Dad-vertising at the Super Bowl
I’ve always hated those commercials that show dads as the buffoons of the family. You know what I’m talking about. Dad can’t cook. He can’t change a diaper. He’s a dunce, and he can’t do anything right. Usually, mom has to step in and save the day before dad ruins everything or blows something up. Sometimes mom is pretty dull too, and saving the family is up to the kids.
It was so refreshing to see a steady stream of commercials during the Super Bowl which promoted dadhood. Toyota, Nissan, and Dove all had fantastic commercials about fathers prioritizing their families and really being present for them. It was brilliant for them to promote these commercials when there were more men are in front of the television than any other time of the year. I hope we respond.
After the Super Bowl, there were a number of other “dad highlights.” Tom Brady remarked how this championship was different than the others because he had the chance to celebrate with his family. Bill Belichick was unusually vulnerable in his press conference when he said, “I guess the last thing I’ll say before I open it up [to questions from reporters] is the last time I won and I got Gatoraded, my dad was here. I was certainly thinking about him tonight, and I’m sure he was watching. I hope my mom is watching too, so, ‘Hi Mom.’” Similarly, the Patriots’ wide-receiver, Julian Edelman, also became emotional when he expressed gratitude to his dad for all the sacrifices he’d made for his kids, without which Julian’s opportunities to play football or even go to college would have never been possible.
Parents, you matter more than you realize. The impact you have on your kids will last for generations, and that’s not an exaggeration. Moms, you play a hugely important role in your children’s lives; be encouraged and know that this piece on dads is in no way meant to diminish your significance. Dads, show your kids what a strong and godly man looks like: how he plays, how he works, how he puts other people’s needs before his own, how he protects, and how he prays. The example you set for your children is something they will never forget.
Much has been written about the fading role of fathers in our culture. As divorce continues to divide families, and as children are increasingly born into single-parent families, the need for father figures is increasingly common. Dads, your kids need you, and so do the boys and girls who don’t have a dad at home. Men, we need to step up and invest in the next generation. Children (young kids and teens) all need mature and godly men to look up to. It could be that their father is physically absent, emotionally absent, or maybe spiritually absent because he’s not a Christian. We need to be asking: how can the church serve as a “surrogate family” for these kids? How does our Father in Heaven speak over and to these kids very specifically?
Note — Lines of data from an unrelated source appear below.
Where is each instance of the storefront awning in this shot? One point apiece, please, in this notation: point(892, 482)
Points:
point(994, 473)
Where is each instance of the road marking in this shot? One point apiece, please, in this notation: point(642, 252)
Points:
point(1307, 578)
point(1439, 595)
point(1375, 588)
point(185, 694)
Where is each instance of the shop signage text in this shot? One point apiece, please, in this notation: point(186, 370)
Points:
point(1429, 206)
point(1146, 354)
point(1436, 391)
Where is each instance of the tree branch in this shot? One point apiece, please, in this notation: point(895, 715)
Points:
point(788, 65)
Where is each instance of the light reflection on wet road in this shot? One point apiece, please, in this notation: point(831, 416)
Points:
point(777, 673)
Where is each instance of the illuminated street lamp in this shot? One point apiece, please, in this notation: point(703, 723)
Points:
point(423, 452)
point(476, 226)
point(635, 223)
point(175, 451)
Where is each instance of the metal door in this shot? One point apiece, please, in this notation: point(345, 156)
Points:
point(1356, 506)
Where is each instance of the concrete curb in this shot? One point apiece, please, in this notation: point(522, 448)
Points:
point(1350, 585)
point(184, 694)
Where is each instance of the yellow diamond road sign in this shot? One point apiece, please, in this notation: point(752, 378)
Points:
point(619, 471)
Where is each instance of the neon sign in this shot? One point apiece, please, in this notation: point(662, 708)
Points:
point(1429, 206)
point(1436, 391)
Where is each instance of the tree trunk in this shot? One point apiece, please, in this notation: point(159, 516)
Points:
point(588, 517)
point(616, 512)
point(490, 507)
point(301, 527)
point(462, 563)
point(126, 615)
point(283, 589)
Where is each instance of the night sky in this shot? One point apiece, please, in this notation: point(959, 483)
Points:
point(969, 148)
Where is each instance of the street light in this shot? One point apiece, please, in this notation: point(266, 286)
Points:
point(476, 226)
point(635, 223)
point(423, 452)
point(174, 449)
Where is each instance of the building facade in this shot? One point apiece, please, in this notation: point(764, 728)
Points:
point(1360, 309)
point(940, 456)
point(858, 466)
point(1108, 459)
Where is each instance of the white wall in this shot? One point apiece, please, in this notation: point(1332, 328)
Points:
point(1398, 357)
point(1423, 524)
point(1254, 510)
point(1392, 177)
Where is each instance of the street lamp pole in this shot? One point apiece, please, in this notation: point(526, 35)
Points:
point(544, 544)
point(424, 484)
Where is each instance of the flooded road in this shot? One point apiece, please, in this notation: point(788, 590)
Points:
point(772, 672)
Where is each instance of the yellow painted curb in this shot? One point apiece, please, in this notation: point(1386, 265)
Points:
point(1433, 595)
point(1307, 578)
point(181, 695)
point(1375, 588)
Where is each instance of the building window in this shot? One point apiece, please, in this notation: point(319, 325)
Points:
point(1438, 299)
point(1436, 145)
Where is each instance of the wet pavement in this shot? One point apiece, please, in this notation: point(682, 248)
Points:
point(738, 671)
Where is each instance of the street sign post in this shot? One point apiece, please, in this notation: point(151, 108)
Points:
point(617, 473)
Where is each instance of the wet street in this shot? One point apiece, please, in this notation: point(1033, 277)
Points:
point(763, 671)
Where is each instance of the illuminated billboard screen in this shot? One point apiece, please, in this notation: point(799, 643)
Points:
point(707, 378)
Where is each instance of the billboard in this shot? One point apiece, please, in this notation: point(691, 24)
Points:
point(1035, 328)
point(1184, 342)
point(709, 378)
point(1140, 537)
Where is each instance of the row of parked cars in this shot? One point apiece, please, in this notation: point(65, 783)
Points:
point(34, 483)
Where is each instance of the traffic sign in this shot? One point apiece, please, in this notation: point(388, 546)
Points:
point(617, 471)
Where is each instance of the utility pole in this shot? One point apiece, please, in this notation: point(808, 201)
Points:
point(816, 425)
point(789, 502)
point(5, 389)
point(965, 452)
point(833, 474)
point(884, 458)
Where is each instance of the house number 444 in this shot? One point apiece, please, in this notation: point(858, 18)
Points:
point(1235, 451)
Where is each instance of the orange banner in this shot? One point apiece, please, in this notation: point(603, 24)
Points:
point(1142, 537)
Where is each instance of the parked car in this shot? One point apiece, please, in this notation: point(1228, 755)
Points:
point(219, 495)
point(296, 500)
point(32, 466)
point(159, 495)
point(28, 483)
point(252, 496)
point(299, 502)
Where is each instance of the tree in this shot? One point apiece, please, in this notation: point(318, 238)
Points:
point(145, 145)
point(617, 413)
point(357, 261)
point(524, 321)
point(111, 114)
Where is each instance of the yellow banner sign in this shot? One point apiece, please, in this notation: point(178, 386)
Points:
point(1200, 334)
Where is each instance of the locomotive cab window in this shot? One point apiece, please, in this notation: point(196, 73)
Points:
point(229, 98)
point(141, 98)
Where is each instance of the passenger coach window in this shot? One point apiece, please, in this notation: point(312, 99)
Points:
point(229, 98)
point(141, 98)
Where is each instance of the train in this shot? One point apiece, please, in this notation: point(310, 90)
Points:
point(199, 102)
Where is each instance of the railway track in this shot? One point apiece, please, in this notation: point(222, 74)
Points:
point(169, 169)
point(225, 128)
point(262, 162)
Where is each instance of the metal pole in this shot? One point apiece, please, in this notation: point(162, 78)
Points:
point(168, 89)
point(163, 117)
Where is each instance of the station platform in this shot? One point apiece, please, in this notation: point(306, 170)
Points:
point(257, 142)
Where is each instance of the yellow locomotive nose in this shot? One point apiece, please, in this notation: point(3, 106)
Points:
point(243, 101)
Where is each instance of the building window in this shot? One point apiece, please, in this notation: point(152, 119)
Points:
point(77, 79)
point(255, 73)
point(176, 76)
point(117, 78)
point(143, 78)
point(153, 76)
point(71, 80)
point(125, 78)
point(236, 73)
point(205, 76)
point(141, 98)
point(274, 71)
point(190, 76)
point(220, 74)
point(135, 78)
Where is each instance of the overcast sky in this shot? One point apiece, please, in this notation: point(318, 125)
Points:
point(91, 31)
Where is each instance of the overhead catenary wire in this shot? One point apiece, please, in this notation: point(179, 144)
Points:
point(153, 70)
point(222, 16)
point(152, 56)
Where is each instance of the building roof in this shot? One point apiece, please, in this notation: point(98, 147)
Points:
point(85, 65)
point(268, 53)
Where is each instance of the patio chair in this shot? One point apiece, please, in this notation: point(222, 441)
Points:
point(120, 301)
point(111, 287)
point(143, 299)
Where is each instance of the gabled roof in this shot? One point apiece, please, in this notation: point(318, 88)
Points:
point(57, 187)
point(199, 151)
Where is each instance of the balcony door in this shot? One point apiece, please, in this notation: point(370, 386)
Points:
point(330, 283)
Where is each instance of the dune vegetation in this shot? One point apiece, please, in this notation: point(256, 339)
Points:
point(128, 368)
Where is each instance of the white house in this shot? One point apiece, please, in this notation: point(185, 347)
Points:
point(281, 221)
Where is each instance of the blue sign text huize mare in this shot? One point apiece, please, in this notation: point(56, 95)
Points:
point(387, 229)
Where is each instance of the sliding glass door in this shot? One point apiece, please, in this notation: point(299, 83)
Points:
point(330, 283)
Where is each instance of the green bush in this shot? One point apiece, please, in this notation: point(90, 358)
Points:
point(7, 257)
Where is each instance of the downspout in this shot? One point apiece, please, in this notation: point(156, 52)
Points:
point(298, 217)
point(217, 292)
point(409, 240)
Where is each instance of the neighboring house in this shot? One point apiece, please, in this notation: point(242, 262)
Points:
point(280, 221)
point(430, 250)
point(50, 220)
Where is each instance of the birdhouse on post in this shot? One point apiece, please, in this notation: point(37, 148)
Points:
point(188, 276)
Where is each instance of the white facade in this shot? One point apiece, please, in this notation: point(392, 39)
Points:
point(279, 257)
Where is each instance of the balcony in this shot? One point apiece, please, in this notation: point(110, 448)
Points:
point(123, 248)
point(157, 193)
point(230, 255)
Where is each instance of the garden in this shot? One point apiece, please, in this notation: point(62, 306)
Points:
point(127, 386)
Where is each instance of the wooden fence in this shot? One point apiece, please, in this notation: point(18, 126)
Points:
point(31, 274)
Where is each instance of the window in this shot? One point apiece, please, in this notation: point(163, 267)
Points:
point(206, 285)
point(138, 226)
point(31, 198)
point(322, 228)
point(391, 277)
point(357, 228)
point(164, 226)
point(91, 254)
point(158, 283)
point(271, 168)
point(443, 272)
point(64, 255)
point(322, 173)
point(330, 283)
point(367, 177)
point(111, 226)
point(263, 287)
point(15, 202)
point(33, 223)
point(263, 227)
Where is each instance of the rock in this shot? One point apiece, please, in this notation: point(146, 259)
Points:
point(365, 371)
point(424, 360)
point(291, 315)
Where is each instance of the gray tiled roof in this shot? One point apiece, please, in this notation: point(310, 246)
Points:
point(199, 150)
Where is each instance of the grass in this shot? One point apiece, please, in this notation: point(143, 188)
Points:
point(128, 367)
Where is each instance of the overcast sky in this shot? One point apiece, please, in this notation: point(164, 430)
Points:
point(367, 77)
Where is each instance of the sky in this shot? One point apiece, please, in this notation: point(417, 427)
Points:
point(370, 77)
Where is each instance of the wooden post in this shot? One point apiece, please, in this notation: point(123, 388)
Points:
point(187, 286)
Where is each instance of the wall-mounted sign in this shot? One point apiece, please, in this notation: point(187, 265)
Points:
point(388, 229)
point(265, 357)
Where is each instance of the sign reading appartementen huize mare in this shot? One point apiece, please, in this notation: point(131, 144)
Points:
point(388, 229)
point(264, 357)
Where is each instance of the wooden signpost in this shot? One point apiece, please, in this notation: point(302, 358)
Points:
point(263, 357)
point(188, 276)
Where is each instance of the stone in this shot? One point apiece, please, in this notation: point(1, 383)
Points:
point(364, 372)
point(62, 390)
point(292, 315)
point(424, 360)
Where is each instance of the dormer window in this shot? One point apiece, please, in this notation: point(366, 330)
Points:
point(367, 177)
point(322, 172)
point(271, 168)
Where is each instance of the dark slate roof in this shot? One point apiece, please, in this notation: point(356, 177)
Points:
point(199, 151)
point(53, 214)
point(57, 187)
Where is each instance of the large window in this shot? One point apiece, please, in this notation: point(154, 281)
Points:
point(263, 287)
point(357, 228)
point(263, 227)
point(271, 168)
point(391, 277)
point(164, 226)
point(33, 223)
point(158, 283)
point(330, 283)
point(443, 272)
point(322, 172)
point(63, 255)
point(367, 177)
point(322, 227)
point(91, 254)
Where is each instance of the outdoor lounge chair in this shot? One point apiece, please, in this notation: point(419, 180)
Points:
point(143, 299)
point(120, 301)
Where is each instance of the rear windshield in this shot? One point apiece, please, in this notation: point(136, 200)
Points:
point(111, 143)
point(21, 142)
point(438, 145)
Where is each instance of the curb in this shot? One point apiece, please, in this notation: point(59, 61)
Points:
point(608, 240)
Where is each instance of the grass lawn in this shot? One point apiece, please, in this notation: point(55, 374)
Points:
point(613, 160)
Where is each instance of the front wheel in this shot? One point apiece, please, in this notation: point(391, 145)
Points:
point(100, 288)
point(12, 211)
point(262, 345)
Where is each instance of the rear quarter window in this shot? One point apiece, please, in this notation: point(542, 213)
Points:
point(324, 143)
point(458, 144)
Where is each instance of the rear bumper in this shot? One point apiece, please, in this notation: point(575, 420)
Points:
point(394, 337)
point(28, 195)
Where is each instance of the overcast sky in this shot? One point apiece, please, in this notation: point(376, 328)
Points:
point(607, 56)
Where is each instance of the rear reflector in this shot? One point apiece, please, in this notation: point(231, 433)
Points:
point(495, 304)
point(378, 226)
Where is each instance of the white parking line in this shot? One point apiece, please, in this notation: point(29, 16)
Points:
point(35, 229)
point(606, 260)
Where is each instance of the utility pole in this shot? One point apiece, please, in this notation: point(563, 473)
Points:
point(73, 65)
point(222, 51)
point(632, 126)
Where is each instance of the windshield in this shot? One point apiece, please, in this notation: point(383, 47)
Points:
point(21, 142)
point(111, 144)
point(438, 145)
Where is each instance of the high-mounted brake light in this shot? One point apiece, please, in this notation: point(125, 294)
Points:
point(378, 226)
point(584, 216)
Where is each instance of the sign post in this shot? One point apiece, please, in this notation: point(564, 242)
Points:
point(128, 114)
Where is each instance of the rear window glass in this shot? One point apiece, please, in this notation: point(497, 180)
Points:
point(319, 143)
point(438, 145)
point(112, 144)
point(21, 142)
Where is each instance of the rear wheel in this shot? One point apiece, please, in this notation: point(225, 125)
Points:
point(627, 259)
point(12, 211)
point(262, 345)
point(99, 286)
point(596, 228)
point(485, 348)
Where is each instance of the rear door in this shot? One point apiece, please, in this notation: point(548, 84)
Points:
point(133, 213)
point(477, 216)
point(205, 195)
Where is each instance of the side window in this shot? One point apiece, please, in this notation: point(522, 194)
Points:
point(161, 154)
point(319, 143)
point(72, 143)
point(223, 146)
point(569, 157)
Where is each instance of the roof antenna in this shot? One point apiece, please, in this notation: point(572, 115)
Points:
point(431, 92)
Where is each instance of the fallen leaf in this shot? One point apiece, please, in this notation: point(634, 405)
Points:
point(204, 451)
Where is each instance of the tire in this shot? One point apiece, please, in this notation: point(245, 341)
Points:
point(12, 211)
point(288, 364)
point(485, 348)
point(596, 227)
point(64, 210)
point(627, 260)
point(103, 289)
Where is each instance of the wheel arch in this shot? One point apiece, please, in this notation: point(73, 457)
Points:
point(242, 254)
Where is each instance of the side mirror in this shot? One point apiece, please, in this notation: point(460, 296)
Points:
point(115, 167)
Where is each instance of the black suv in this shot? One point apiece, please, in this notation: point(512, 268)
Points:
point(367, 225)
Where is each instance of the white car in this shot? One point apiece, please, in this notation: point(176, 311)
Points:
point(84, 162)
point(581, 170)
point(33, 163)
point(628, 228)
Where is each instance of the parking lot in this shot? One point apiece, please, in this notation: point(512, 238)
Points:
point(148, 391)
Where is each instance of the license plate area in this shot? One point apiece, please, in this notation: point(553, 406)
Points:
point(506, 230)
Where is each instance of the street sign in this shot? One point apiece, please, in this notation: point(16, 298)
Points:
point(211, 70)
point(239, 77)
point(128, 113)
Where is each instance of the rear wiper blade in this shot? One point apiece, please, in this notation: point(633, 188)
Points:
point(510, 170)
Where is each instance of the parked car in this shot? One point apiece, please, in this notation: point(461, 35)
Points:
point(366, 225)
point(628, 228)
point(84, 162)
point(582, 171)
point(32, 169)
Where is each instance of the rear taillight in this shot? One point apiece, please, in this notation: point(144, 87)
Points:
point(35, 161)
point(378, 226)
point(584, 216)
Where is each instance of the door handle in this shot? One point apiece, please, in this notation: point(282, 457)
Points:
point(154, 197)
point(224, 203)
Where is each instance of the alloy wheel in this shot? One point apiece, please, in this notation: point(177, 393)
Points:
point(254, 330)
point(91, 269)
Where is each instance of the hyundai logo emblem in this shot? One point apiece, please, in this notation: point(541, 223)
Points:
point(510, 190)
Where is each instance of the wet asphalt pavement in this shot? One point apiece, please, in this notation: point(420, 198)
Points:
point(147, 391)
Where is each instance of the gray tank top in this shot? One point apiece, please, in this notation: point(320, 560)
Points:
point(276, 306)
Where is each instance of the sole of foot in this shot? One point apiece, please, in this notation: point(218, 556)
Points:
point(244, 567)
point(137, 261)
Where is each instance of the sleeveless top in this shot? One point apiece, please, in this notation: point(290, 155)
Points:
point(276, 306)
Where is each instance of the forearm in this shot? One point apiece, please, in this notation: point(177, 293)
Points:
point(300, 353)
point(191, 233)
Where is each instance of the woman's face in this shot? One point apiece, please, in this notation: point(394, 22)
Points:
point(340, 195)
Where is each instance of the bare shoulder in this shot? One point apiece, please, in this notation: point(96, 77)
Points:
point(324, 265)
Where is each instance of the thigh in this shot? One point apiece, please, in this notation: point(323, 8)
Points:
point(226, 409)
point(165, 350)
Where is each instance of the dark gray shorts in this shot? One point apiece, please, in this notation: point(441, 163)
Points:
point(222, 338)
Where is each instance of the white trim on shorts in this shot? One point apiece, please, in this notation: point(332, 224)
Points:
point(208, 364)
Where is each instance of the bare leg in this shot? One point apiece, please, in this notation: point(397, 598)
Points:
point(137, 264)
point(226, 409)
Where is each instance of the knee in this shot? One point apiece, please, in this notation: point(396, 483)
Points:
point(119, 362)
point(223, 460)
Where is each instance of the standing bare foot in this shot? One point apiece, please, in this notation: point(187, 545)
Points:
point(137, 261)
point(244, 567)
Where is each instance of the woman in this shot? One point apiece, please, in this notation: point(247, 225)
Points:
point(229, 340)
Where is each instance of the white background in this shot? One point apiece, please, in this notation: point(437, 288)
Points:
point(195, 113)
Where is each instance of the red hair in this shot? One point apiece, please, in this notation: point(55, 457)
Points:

May the Church lead the way when it comes to restoring the honor of dads, because our earthly fathers are reminders of our Heavenly Father. We know that here on earth, no dad is perfect, and some dads are simply terrible reflections of God’s fatherly love. But one thing is clear: dads matter. Dads matter because they reflect our Father in Heaven. A father’s love is powerful because it reflects the love and acceptance we were created to enjoy in our Heavenly Father, and when the Church steps into a kid’s life to care for him or her, it is a tangible expression of the adoption which is ours through faith in Jesus Christ. It is well worth considering the call of the Super Bowl’s “dad-vertising” to live into the fullness of how God has created us as men. And as the role of father is simultaneously so important and so challenging, let us point men to the grace of Christ as their only help. Without it, we are hopeless.